Compute-In-Memory architecture using look-up tables
20250104762 ยท 2025-03-27
Assignee
Inventors
Cpc classification
G11C11/4096
PHYSICS
International classification
G11C11/4096
PHYSICS
Abstract
A Compute-In-Memory (CIM) architecture includes a plurality of memories and a plurality of processing elements. Each of the processing elements has a look-up table unit configured to store values of a look-up table of a k-cluster residue number system, and output one of the values of the look-up table according to a first remainder and a second remainder as a result of a residue calculation. The look-up table unit receives the first remainder and the second remainder from one of the memories.
Claims
1. A Compute-In-Memory (CIM) architecture, comprising: a plurality of memories; and a plurality of processing elements, each of the processing elements comprising: a look-up table unit for storing values of a look-up table of a k-cluster residue number system, and outputting one of the values of the look-up table according to a first remainder and a second remainder as a result of a residue calculation, wherein the look-up table unit receives the first remainder and the second remainder from one of the memories.
2. The Compute-In-Memory architecture of claim 1, wherein each of the processing elements further comprises: a local memory for temporarily storing data; an address register for reading the first remainder from the local memory according to a first address and reading the second remainder from the local memory according to a second address; a first register for storing the first remainder; and a second register for storing the second remainder.
3. The Compute-In-Memory architecture of claim 2, wherein each of the processing elements further comprises a zero detector, coupled between the look-up table unit and the first register and the second register, for detecting whether any of the first remainder and the second remainder is zero.

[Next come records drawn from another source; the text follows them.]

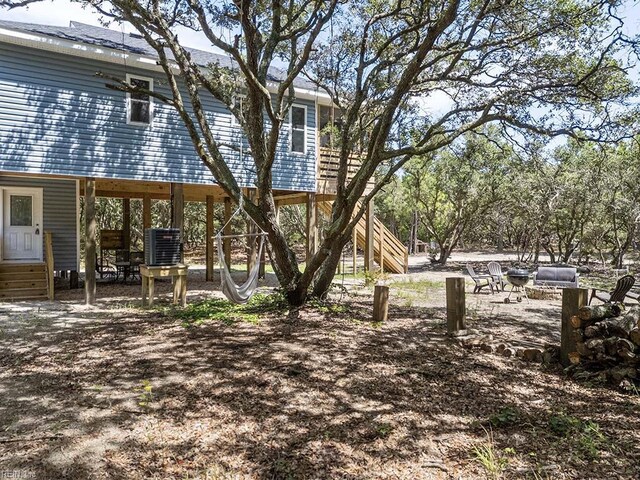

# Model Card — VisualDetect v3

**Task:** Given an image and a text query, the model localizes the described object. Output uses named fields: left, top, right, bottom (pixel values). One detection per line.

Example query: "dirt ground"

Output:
left=0, top=253, right=640, bottom=479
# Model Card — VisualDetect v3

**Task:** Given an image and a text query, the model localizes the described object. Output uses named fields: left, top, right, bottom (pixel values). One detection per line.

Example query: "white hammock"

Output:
left=216, top=234, right=265, bottom=303
left=216, top=202, right=267, bottom=303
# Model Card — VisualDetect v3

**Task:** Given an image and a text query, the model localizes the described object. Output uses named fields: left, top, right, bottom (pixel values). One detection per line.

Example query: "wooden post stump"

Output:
left=560, top=288, right=589, bottom=367
left=373, top=285, right=389, bottom=322
left=446, top=277, right=467, bottom=334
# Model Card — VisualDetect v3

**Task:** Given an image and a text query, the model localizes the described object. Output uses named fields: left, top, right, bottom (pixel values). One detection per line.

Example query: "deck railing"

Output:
left=318, top=148, right=374, bottom=195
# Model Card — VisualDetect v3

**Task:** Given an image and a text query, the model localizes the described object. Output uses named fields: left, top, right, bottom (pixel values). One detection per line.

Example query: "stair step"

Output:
left=0, top=288, right=47, bottom=300
left=0, top=276, right=47, bottom=291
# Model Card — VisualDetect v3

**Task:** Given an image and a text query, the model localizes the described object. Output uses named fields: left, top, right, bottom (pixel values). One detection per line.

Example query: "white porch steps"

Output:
left=0, top=262, right=47, bottom=301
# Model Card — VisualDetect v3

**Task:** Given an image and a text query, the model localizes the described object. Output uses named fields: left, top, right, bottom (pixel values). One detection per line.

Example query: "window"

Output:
left=318, top=105, right=342, bottom=148
left=289, top=105, right=307, bottom=153
left=127, top=75, right=153, bottom=125
left=9, top=195, right=33, bottom=227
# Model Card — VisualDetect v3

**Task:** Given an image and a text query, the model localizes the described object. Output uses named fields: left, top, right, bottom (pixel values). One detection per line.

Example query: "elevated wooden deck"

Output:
left=317, top=148, right=375, bottom=195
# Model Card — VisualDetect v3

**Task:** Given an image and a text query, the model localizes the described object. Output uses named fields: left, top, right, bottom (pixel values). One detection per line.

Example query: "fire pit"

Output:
left=504, top=268, right=529, bottom=303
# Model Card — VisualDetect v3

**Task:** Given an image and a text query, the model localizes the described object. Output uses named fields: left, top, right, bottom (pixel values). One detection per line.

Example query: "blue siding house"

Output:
left=0, top=17, right=328, bottom=296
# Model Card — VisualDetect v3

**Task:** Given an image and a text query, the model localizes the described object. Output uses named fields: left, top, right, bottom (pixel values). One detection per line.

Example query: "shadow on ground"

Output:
left=0, top=299, right=640, bottom=479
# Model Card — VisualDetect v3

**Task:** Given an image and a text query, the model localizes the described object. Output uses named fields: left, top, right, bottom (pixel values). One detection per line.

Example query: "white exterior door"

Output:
left=2, top=187, right=44, bottom=261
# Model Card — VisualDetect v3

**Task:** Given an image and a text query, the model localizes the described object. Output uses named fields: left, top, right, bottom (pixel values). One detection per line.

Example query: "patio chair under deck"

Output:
left=589, top=275, right=638, bottom=305
left=487, top=262, right=505, bottom=292
left=467, top=265, right=497, bottom=293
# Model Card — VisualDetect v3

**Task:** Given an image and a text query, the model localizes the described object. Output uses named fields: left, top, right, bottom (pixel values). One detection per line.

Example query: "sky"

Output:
left=0, top=0, right=214, bottom=50
left=0, top=0, right=640, bottom=152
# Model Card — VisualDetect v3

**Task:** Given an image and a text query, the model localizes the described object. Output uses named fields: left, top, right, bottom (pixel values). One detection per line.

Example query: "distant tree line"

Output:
left=377, top=129, right=640, bottom=268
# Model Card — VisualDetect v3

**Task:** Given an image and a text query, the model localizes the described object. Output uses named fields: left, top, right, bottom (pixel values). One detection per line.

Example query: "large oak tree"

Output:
left=0, top=0, right=636, bottom=304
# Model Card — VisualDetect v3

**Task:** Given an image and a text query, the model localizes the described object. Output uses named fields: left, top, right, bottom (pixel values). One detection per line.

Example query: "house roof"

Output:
left=0, top=20, right=315, bottom=90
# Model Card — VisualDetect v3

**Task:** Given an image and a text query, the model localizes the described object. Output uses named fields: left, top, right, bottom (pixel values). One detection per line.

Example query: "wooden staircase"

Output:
left=318, top=202, right=409, bottom=273
left=0, top=262, right=48, bottom=301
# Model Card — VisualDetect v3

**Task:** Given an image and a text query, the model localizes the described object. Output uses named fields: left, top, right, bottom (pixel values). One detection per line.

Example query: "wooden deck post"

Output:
left=560, top=288, right=589, bottom=367
left=351, top=225, right=358, bottom=277
left=275, top=202, right=280, bottom=226
left=364, top=200, right=375, bottom=272
left=171, top=183, right=184, bottom=262
left=306, top=193, right=318, bottom=265
left=373, top=285, right=389, bottom=322
left=378, top=224, right=384, bottom=273
left=446, top=277, right=467, bottom=334
left=205, top=195, right=215, bottom=282
left=69, top=270, right=79, bottom=290
left=247, top=189, right=258, bottom=275
left=222, top=197, right=231, bottom=268
left=142, top=193, right=151, bottom=231
left=84, top=178, right=97, bottom=305
left=122, top=198, right=131, bottom=252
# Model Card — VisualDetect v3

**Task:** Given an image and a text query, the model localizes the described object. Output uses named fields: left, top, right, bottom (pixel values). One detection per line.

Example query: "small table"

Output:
left=113, top=262, right=131, bottom=283
left=140, top=263, right=189, bottom=307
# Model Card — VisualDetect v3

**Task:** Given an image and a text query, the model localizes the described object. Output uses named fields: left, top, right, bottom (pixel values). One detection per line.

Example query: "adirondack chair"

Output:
left=487, top=262, right=505, bottom=292
left=589, top=275, right=638, bottom=305
left=467, top=265, right=496, bottom=293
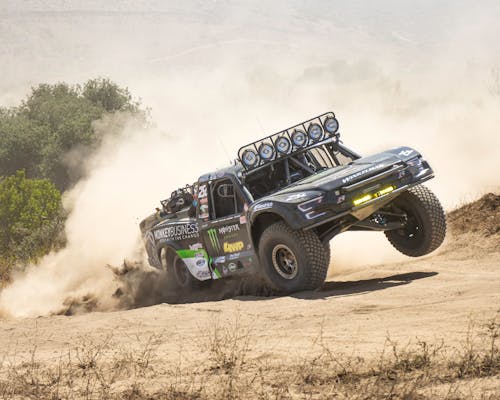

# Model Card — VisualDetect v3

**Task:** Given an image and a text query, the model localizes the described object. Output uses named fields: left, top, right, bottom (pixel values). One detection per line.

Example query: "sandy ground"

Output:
left=0, top=235, right=500, bottom=370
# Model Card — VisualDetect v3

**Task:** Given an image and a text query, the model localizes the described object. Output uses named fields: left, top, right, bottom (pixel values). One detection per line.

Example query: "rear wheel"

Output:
left=385, top=186, right=446, bottom=257
left=161, top=249, right=200, bottom=289
left=259, top=222, right=329, bottom=293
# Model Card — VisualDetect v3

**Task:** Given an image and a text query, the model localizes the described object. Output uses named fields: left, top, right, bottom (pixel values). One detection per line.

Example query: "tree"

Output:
left=0, top=79, right=145, bottom=191
left=0, top=170, right=63, bottom=270
left=82, top=79, right=140, bottom=112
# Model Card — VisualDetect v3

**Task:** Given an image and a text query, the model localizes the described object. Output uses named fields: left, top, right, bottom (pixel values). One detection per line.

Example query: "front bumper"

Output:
left=299, top=161, right=434, bottom=230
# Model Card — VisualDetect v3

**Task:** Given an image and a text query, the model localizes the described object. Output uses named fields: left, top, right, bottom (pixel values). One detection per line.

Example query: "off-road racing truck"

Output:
left=140, top=112, right=446, bottom=293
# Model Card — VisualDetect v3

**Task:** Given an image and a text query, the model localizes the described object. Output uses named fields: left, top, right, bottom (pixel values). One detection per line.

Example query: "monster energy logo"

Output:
left=207, top=228, right=222, bottom=251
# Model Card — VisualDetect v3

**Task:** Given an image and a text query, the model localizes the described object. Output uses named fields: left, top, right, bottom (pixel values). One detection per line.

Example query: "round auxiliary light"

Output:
left=323, top=117, right=339, bottom=135
left=241, top=149, right=259, bottom=168
left=259, top=143, right=274, bottom=161
left=274, top=136, right=292, bottom=154
left=307, top=124, right=323, bottom=142
left=292, top=131, right=307, bottom=147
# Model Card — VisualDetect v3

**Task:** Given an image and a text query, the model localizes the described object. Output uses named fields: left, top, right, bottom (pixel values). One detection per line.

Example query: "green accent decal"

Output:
left=207, top=228, right=222, bottom=252
left=177, top=249, right=199, bottom=258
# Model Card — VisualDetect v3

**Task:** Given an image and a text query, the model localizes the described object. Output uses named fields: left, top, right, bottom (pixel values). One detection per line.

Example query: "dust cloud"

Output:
left=0, top=1, right=500, bottom=316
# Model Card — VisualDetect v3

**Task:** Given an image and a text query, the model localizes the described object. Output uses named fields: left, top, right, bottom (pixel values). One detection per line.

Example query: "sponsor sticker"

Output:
left=227, top=263, right=238, bottom=272
left=196, top=258, right=207, bottom=268
left=398, top=149, right=413, bottom=157
left=342, top=164, right=384, bottom=183
left=154, top=224, right=200, bottom=240
left=213, top=256, right=226, bottom=264
left=224, top=241, right=245, bottom=253
left=253, top=201, right=273, bottom=211
left=207, top=228, right=222, bottom=252
left=285, top=192, right=307, bottom=201
left=198, top=185, right=208, bottom=199
left=189, top=243, right=203, bottom=250
left=219, top=224, right=240, bottom=235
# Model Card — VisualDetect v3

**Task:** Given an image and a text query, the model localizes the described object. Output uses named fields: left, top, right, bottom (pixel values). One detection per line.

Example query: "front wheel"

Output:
left=259, top=222, right=329, bottom=293
left=385, top=186, right=446, bottom=257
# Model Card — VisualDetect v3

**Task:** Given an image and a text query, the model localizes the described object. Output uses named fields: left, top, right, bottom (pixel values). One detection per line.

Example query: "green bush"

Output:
left=0, top=170, right=64, bottom=278
left=0, top=79, right=145, bottom=191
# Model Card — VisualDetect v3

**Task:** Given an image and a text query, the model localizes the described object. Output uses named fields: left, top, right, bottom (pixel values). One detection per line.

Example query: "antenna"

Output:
left=218, top=137, right=231, bottom=160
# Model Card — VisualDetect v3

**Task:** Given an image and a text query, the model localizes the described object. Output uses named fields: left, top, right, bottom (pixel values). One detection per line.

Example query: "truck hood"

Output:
left=270, top=147, right=420, bottom=200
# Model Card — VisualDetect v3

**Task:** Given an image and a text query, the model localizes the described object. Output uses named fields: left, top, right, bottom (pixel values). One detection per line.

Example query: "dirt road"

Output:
left=0, top=236, right=500, bottom=361
left=0, top=196, right=500, bottom=398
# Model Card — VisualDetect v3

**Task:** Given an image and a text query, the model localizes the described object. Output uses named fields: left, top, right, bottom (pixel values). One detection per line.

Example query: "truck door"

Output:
left=198, top=178, right=255, bottom=279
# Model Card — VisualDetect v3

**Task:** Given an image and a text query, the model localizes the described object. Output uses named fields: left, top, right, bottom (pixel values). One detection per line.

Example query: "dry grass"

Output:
left=0, top=316, right=500, bottom=400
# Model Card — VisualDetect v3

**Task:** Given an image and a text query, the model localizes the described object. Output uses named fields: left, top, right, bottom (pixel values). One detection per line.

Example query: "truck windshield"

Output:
left=245, top=145, right=356, bottom=200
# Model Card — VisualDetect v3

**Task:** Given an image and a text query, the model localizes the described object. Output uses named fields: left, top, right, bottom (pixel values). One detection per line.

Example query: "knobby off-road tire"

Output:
left=385, top=185, right=446, bottom=257
left=259, top=222, right=329, bottom=293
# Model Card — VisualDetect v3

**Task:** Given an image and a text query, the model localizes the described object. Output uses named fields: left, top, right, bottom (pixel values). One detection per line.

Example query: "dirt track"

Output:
left=0, top=195, right=500, bottom=399
left=0, top=236, right=500, bottom=372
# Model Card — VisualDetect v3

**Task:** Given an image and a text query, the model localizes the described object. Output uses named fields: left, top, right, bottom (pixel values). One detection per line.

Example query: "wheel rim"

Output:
left=394, top=207, right=423, bottom=247
left=272, top=244, right=299, bottom=280
left=174, top=257, right=189, bottom=286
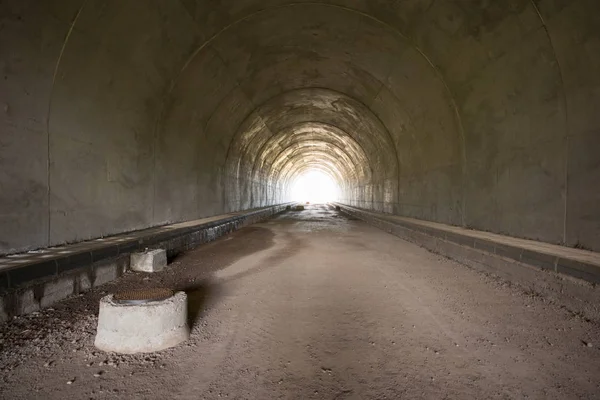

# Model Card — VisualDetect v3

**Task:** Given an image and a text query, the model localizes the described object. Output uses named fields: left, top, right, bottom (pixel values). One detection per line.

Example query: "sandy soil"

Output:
left=0, top=206, right=600, bottom=400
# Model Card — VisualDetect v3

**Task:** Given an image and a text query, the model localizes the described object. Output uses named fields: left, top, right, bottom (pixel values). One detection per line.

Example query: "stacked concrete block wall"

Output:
left=0, top=204, right=286, bottom=321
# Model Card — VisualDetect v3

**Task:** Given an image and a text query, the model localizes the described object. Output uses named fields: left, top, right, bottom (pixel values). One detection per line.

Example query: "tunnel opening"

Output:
left=291, top=168, right=340, bottom=204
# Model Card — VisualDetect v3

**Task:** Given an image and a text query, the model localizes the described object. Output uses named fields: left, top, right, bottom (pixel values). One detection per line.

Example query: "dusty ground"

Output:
left=0, top=206, right=600, bottom=400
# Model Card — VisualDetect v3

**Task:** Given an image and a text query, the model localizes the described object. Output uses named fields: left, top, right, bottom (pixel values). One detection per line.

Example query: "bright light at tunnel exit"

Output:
left=292, top=170, right=339, bottom=204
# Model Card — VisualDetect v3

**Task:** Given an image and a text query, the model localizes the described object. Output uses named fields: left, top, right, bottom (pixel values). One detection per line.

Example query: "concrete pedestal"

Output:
left=94, top=292, right=190, bottom=354
left=131, top=249, right=167, bottom=272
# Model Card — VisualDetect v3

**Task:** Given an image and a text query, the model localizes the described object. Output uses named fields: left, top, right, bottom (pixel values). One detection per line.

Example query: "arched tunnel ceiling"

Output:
left=0, top=0, right=600, bottom=253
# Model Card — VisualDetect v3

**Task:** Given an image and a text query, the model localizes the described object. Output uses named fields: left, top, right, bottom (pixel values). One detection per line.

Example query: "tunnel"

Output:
left=0, top=0, right=600, bottom=398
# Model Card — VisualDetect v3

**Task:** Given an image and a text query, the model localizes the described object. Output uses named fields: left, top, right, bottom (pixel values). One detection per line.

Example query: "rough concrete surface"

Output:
left=94, top=292, right=190, bottom=354
left=0, top=0, right=600, bottom=253
left=0, top=205, right=600, bottom=400
left=129, top=249, right=167, bottom=272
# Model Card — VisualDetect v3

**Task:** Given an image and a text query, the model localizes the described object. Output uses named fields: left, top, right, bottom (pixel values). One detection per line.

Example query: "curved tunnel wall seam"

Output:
left=148, top=2, right=458, bottom=216
left=531, top=0, right=570, bottom=244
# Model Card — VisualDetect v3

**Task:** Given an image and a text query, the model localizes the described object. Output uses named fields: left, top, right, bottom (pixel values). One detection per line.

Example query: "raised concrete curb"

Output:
left=333, top=203, right=600, bottom=321
left=130, top=249, right=167, bottom=272
left=0, top=203, right=292, bottom=321
left=94, top=292, right=190, bottom=354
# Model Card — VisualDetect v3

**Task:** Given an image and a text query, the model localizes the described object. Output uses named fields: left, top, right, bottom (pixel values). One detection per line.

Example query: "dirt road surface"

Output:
left=0, top=206, right=600, bottom=400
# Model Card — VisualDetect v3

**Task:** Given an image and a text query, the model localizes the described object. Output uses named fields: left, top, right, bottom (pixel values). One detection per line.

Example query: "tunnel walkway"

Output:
left=0, top=206, right=600, bottom=399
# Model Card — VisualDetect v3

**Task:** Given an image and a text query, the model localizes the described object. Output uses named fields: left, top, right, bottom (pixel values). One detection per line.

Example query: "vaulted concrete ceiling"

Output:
left=0, top=0, right=600, bottom=251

4. The Compute-In-Memory architecture of claim 1, wherein the plurality of processing elements is formed in a plurality of first layers, the plurality of memories are formed in a plurality of second layers, and the first layers and the second layers are alternatively staked.
5. The Compute-In-Memory architecture of claim 1, wherein the processing elements form a ten-way switch, and each central processing element of the ten-way switch is linked to the other ten processing elements of the processing elements.
6. The Compute-In-Memory architecture of claim 5, wherein the central processing element of the ten-way switch is connected to the other ten processing elements in directions of up, down, north, south, east, west, north-east, north-west, south-east, and south-west.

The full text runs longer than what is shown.